한의학 고문헌 데이터 분석을 위한 단어 임베딩 기법 비교: 자연어처리 방법을 적용하여
Comparison between Word Embedding Techniques in Traditional Korean Medicine for Data Analysis: Implementation of a Natural Language Processing Method
- 오준호(Oh Junho)
- 32권 1호
- 등재여부 : KCI등재
- 61 - 74 (14 pages)
Objectives : The purpose of this study is to help select an appropriate word embedding method when analyzing East Asian traditional medicine texts as data. Methods : Based on prescription data that imply traditional methods in traditional East Asian medicine, we have examined 4 count-based word embedding and 2 prediction-based word embedding methods. In order to intuitively compare these word embedding methods, we proposed a prescription generating game and compared its results with those from the application of the 6 methods. Results : When the adjacent vectors are extracted, the count-based word embedding method derives the main herbs that are frequently used in conjunction with each other.
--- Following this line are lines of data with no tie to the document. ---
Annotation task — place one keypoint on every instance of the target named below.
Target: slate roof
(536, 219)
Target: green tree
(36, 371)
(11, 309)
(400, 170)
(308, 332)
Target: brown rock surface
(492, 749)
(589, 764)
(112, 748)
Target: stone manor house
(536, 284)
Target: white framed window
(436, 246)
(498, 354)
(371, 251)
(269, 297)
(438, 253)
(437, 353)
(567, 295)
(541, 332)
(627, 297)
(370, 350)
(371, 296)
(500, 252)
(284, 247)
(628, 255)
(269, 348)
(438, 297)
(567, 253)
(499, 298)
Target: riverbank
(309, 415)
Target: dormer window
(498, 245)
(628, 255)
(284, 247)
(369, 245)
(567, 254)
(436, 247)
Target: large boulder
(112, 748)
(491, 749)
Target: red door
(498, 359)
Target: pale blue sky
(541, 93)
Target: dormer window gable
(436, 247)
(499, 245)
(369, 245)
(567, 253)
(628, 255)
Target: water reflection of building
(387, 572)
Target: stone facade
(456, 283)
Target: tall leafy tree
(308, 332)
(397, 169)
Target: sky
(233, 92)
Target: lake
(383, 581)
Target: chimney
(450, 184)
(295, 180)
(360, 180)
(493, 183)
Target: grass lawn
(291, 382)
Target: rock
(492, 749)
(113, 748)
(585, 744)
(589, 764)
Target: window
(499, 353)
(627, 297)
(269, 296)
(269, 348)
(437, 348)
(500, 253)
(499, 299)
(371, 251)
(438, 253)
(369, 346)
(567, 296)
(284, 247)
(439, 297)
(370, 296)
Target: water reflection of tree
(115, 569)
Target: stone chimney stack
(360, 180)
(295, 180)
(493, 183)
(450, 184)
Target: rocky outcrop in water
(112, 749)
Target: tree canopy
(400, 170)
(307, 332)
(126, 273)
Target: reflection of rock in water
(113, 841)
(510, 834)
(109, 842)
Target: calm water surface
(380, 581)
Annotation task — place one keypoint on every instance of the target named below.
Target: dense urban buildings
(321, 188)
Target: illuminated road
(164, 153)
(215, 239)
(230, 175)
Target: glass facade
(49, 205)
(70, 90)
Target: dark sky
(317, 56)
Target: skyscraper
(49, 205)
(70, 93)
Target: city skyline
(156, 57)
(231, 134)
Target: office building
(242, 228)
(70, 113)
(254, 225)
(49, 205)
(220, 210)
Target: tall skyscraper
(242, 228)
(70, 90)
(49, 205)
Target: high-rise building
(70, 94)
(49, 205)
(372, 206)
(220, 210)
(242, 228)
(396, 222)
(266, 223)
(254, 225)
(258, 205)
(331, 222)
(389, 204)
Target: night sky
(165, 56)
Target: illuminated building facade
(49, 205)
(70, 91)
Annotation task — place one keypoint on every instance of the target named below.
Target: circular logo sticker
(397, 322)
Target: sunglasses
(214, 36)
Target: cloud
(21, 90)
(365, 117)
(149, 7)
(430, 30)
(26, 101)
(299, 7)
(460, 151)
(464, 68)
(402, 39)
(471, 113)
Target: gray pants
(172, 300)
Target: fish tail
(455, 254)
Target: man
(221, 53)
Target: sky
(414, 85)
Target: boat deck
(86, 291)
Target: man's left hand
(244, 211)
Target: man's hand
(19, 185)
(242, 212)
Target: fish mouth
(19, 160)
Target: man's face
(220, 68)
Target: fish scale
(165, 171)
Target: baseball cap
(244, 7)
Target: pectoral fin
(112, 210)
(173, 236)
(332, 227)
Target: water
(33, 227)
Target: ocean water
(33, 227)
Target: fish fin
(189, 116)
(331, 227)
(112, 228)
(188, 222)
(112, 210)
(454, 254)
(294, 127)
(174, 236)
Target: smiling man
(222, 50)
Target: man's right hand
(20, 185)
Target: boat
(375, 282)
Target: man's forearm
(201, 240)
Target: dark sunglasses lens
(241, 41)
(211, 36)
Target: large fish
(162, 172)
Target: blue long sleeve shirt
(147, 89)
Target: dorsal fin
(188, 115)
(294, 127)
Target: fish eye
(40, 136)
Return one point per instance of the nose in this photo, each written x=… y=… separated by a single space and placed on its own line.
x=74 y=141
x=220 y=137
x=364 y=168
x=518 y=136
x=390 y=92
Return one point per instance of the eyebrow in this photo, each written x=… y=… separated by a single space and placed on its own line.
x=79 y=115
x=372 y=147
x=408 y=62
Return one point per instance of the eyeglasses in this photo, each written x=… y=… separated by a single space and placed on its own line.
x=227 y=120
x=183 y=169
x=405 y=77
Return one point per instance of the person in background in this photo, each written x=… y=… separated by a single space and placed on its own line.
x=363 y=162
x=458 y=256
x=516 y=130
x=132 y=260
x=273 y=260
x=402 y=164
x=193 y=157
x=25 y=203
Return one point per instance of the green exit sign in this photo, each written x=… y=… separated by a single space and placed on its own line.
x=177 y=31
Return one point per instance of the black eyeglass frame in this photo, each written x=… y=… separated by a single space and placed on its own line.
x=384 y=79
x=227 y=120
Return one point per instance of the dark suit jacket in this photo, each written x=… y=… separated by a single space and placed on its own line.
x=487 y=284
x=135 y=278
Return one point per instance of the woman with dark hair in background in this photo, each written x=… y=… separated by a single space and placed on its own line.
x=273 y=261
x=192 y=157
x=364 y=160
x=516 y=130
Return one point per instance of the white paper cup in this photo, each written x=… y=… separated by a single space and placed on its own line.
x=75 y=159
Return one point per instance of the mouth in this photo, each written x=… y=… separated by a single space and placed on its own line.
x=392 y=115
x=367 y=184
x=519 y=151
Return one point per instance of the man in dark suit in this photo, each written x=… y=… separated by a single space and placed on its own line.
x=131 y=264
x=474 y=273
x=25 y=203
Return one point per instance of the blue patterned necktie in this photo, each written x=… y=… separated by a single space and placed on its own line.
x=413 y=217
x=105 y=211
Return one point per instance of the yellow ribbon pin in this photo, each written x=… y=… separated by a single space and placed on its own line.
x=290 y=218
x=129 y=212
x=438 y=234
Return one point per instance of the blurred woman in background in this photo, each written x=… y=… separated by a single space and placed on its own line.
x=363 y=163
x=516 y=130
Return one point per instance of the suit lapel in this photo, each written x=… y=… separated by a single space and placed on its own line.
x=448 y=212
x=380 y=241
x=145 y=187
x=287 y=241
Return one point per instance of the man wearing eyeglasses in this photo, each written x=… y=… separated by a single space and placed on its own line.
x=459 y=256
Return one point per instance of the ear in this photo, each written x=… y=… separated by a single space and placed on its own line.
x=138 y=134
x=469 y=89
On the other hand, in the prediction-based word embedding method, the synonyms of the herbs were derived. Conclusions : Counting based word embedding methods seems to be more effective than prediction-based word embedding methods in analyzing the use of domesticated herbs. Among count-based word embedding methods, the TF-vector method tends to exaggerate the frequency effect, and hence the TF-IDF vector or co-word vector may be a more reasonable choice. Also, the t-score vector may be recommended in search for unusual information that could not be found in frequency. On the other hand, prediction-based embedding seems to be effective when deriving the bases of similar meanings in context.